Humba with pineapple, tausi and dried banana flowers is a delicious mix of sweet and savory flavors that you will love with steamed rice. This visayana version of marinade is easy to make and will surely be a family favorite.

When I told my mother in 2016 that I quit my job in the blog full time, the first thing she said after a long silence was: “Paano pag nawalan ka na nang iluluto”. What happens if you run out of things to cook? She seemed very worried about my decision, but I couldn’t help bursting out laughing. His question was fun, endearing and absurd at the same time.
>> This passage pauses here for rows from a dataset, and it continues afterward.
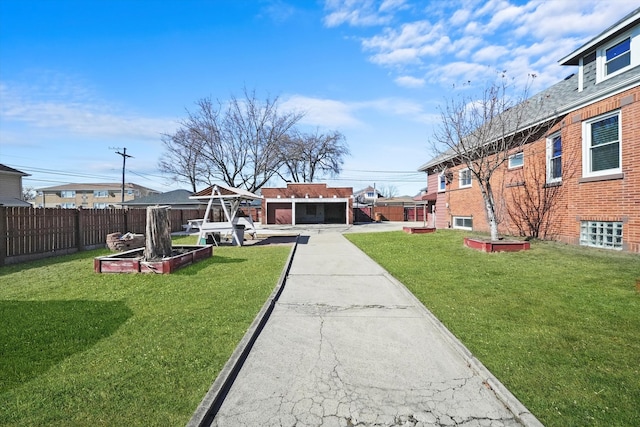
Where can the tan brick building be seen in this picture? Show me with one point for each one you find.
(306, 203)
(588, 157)
(89, 196)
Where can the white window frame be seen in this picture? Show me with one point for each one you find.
(464, 175)
(550, 158)
(463, 218)
(602, 234)
(520, 155)
(442, 182)
(586, 146)
(634, 55)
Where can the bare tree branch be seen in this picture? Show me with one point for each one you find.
(482, 133)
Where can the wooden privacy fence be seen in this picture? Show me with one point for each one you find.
(32, 233)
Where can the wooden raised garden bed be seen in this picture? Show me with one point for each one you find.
(418, 230)
(497, 245)
(133, 261)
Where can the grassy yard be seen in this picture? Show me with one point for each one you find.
(80, 348)
(558, 325)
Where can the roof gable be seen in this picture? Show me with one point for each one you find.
(610, 33)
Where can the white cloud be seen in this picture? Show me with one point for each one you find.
(460, 17)
(357, 13)
(461, 40)
(410, 82)
(322, 112)
(490, 54)
(67, 108)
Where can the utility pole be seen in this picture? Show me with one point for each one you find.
(124, 162)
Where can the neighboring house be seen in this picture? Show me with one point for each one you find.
(178, 199)
(367, 196)
(304, 203)
(90, 196)
(11, 187)
(590, 152)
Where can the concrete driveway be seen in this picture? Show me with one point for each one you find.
(347, 345)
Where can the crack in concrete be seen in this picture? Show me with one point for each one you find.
(320, 309)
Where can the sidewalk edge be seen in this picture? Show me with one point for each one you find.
(212, 401)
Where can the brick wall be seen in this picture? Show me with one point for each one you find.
(615, 199)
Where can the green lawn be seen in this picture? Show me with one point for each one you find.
(558, 325)
(80, 348)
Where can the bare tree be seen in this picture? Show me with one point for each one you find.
(305, 157)
(482, 133)
(28, 194)
(234, 142)
(182, 160)
(533, 199)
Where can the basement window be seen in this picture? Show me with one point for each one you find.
(601, 234)
(463, 222)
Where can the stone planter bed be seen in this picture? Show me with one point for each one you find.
(486, 245)
(133, 261)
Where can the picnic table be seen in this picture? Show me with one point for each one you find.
(229, 199)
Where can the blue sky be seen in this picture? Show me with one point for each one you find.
(81, 79)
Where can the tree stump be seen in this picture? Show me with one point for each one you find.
(158, 240)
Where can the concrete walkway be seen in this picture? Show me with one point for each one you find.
(348, 345)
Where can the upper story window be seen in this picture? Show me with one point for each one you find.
(464, 178)
(602, 146)
(554, 158)
(442, 182)
(618, 55)
(516, 160)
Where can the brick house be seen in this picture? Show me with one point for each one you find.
(11, 187)
(307, 203)
(588, 155)
(90, 196)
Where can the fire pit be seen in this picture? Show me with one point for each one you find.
(133, 261)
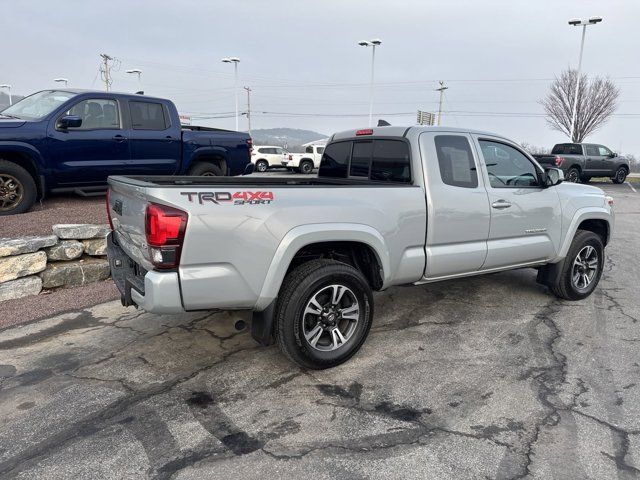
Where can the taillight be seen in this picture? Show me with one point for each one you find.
(164, 228)
(109, 210)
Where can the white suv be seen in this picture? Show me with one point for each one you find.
(266, 156)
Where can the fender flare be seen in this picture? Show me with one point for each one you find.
(304, 235)
(25, 149)
(207, 150)
(582, 214)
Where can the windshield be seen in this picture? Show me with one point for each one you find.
(38, 105)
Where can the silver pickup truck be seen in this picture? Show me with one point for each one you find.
(390, 206)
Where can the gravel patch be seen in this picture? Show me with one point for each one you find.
(54, 209)
(27, 309)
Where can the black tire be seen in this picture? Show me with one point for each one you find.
(262, 166)
(565, 287)
(307, 282)
(306, 167)
(620, 175)
(206, 169)
(18, 190)
(573, 175)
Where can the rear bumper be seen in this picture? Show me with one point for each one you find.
(155, 292)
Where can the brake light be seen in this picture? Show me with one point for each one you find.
(109, 210)
(165, 228)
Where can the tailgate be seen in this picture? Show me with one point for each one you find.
(127, 206)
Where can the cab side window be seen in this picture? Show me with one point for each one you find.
(148, 116)
(96, 113)
(507, 166)
(592, 151)
(457, 167)
(604, 151)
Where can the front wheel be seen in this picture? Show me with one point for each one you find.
(573, 175)
(324, 313)
(306, 167)
(582, 267)
(17, 189)
(620, 175)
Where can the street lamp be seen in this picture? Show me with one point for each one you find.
(8, 87)
(138, 72)
(235, 61)
(575, 22)
(371, 43)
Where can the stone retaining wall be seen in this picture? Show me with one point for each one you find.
(73, 255)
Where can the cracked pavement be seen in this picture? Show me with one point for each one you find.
(486, 377)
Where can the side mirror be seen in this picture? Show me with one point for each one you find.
(553, 176)
(69, 121)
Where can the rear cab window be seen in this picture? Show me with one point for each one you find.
(381, 160)
(148, 116)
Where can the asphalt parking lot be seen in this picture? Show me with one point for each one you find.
(488, 377)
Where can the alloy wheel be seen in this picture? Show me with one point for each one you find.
(330, 318)
(585, 267)
(11, 192)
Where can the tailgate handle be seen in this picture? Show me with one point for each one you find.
(500, 204)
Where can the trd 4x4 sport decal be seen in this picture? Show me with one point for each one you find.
(230, 198)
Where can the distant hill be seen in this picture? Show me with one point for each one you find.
(292, 138)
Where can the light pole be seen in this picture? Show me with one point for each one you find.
(371, 43)
(235, 61)
(575, 22)
(8, 87)
(138, 72)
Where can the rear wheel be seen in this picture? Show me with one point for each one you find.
(582, 267)
(573, 175)
(262, 165)
(206, 169)
(17, 189)
(323, 314)
(306, 167)
(620, 175)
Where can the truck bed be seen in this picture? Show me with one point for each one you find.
(150, 181)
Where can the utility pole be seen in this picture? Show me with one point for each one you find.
(105, 70)
(248, 89)
(441, 90)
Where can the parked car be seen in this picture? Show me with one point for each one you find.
(267, 156)
(390, 206)
(582, 161)
(72, 140)
(305, 162)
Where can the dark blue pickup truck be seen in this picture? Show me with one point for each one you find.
(72, 140)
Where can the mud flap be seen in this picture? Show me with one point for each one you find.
(262, 325)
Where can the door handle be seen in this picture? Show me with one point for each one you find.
(500, 204)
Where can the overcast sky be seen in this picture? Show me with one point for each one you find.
(302, 61)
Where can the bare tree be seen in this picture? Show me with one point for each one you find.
(535, 149)
(597, 100)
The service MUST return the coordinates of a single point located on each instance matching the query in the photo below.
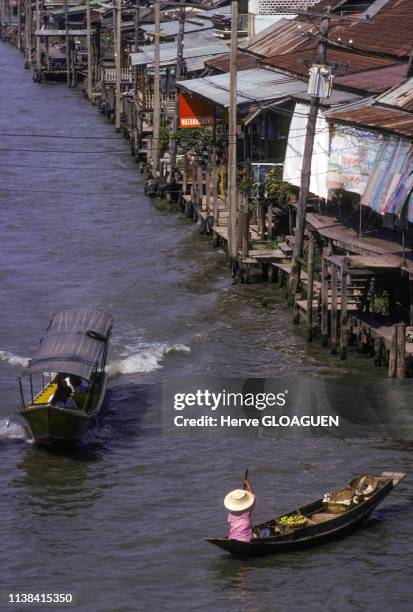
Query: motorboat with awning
(63, 387)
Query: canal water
(120, 522)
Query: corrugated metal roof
(281, 37)
(401, 96)
(389, 31)
(170, 28)
(369, 114)
(255, 85)
(297, 62)
(374, 81)
(194, 47)
(252, 85)
(244, 62)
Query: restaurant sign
(195, 112)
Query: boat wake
(143, 359)
(12, 431)
(14, 359)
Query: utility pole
(135, 68)
(118, 51)
(38, 50)
(28, 10)
(298, 250)
(19, 25)
(89, 52)
(178, 77)
(232, 137)
(67, 42)
(156, 93)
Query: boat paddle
(245, 478)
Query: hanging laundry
(352, 155)
(295, 151)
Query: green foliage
(199, 140)
(381, 303)
(246, 183)
(277, 189)
(164, 135)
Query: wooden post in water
(411, 295)
(199, 186)
(324, 299)
(28, 26)
(208, 189)
(156, 92)
(244, 233)
(37, 40)
(310, 287)
(344, 315)
(214, 175)
(67, 41)
(193, 183)
(391, 372)
(232, 136)
(19, 25)
(117, 26)
(300, 222)
(401, 351)
(89, 51)
(185, 174)
(334, 300)
(269, 222)
(178, 77)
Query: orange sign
(195, 112)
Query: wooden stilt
(344, 316)
(193, 184)
(269, 222)
(244, 232)
(185, 174)
(208, 189)
(411, 297)
(199, 186)
(334, 297)
(310, 287)
(401, 351)
(324, 299)
(391, 372)
(214, 183)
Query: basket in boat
(339, 501)
(364, 486)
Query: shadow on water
(70, 479)
(123, 417)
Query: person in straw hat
(240, 503)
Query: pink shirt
(240, 526)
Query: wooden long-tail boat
(74, 347)
(315, 523)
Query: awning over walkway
(195, 47)
(255, 85)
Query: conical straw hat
(239, 500)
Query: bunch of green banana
(294, 520)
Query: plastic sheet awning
(254, 85)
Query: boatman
(240, 504)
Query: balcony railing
(109, 75)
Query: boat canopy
(74, 343)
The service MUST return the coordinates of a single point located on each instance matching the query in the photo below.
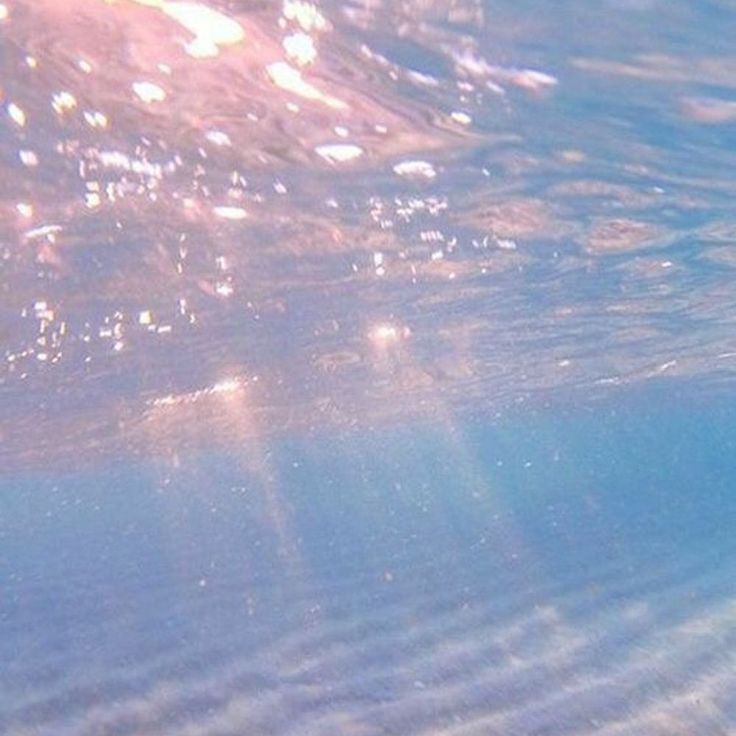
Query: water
(367, 368)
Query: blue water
(392, 393)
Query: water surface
(366, 367)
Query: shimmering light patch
(221, 388)
(461, 117)
(224, 289)
(338, 153)
(299, 47)
(289, 78)
(228, 212)
(45, 231)
(226, 386)
(62, 102)
(388, 334)
(305, 14)
(415, 169)
(210, 27)
(149, 92)
(17, 115)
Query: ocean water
(367, 368)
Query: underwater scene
(367, 368)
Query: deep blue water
(367, 368)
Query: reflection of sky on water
(366, 368)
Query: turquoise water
(367, 368)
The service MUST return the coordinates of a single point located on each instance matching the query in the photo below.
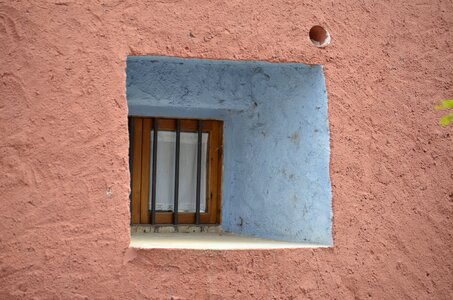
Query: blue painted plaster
(276, 137)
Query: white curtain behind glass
(165, 183)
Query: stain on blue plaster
(276, 137)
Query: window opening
(176, 171)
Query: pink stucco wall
(64, 181)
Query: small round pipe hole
(319, 36)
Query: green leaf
(446, 120)
(447, 103)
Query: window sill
(209, 241)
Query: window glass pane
(165, 178)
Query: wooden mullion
(136, 170)
(146, 158)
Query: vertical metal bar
(178, 142)
(197, 211)
(154, 172)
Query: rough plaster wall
(64, 220)
(276, 152)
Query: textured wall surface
(276, 150)
(64, 218)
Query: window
(176, 170)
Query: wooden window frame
(140, 176)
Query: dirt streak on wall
(64, 218)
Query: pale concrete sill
(208, 241)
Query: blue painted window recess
(276, 181)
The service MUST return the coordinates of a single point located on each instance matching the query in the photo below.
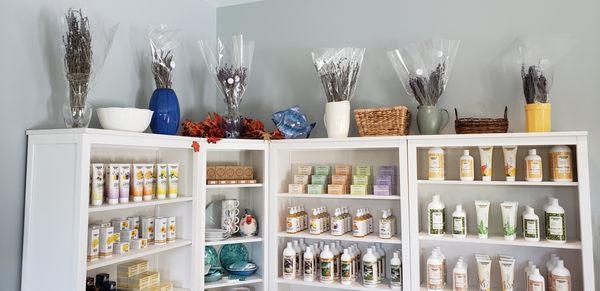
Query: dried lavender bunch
(535, 84)
(78, 56)
(428, 90)
(232, 81)
(162, 66)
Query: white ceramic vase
(337, 119)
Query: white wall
(287, 30)
(33, 87)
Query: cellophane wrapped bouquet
(229, 67)
(338, 70)
(424, 68)
(85, 45)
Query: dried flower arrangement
(78, 61)
(338, 70)
(162, 66)
(535, 84)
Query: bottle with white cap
(289, 262)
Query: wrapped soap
(316, 188)
(292, 123)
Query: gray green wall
(287, 30)
(33, 87)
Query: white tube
(483, 211)
(507, 271)
(510, 162)
(484, 273)
(509, 219)
(485, 155)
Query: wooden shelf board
(223, 283)
(134, 254)
(499, 240)
(372, 238)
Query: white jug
(337, 118)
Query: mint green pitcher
(431, 120)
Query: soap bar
(316, 188)
(301, 179)
(322, 170)
(304, 170)
(319, 179)
(337, 189)
(363, 170)
(340, 180)
(361, 180)
(382, 190)
(359, 189)
(296, 188)
(343, 169)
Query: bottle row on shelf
(558, 276)
(333, 262)
(320, 221)
(122, 183)
(559, 157)
(554, 216)
(123, 234)
(319, 179)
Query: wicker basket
(382, 121)
(481, 125)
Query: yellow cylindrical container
(538, 117)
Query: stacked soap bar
(385, 183)
(300, 180)
(134, 275)
(229, 175)
(361, 180)
(340, 180)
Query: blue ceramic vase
(165, 105)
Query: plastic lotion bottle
(533, 167)
(326, 265)
(309, 265)
(289, 262)
(531, 225)
(396, 271)
(561, 277)
(346, 268)
(370, 271)
(467, 171)
(459, 274)
(555, 222)
(435, 272)
(436, 216)
(535, 281)
(459, 222)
Filipino cuisine is so rich and full of history and several regional flavors; I don’t think running out of food to blog is a problem. Case in point this humba. The preparation and cooking procedure is similar to our recipe for pineapple pork marinade, but add some additional ingredients such as tausi and banana flowers, and you have a new dish to explore!

What is Humba

Humba (homba), which literally translates as tender pork (buzz) (ba), is a dish of Visayan stewed pork similar to the classic marinade.

In this sweeter and fatter regional version, the pork belly is simmered in a mixture of soy sauce, vinegar or pineapple juice and aromatic such as garlic, onion, peppercorns and bay leaf. When the meat is tenderly crumbled, palm sugar, pineapple, fermented black beans and dried banana flowers are added for an additional depth of flavor and texture.

Humba Bisaya, like most Filipino stews, is usually served as a main course, with steamed rice as the perfect canvas for your meat and sweet and salty sauce.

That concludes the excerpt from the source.